Syntax for Time Period Keywords
Date
The syntax for a date is mm/dd/yyyy or mm/dd. An example of March 31, 2010 is 5/31/2010.
- day (dd or d) - An integer from 1 through 31.
- month (mm or m) - An integer from 1 through 12.
- year (yy or yyyy) - An integer.
Time
The syntax for time is hh:mm, hh:mm:ss, kk:mm, or kk:mm:ss. In all cases where hh, or h, is used for the hour element, the last element in the sequence must be an am | pm element. An example of a valid time input is 11:30:00am.
- hour (hh, h, or kk) - The hh, or h, value is an integer from 1 through 12. The kk value is a an integer from 00 through 23. When h, or hh, is used, the time statement must be followed by "am" or "pm" (see below).
- minutes (mm) - An integer from 00 through 60.
- seconds (ss) - An integer from 00 through 60.
- am | pm ("am" or "pm") - This is used only when h, or hh, is used for the hour value.
Full Date and Time
- date@time - When only a date is provided, the time is set for the earliest time of that day. When only time is provided, the date is set for the current day.
Hyphen
The hyphen is interpreted as a wildcard.
- date@time- - Everything from the given date@time to infinity is filtered. 5/31/2010@11:30am- filters everything from 11:30am on March 31st, 2010, to infinity.
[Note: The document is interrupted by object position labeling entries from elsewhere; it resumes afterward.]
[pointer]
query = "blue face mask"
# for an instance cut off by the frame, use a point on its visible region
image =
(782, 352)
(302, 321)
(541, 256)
- date@time-date@time - Everything between the specified date@time pairs is filtered.
- -date@time - Everything from now to the specified date and time is filtered.
Examples
- 12/12/10-12/12/2011 - This indicates from December 12th, 2010 to December 12th, 2011.
- 12/12/2010@7:00am-12/12/2011@9:00pm - This indicates from December 12th, 2010 at 7:00 AM to December 12th, 2011 at 9:00 PM.
- 12/12/2010@7:00-12/12/2011@21:00 - This indicates from December 12th, 2010 at 7:00 AM to December 12th, 2011 at 9:00 PM.
- 12/02/2010- - This indicates from December 2nd, 2010 at 12:00 AM to infinity.
- -12/2/10 - This indicates from now to December 2nd, 2010.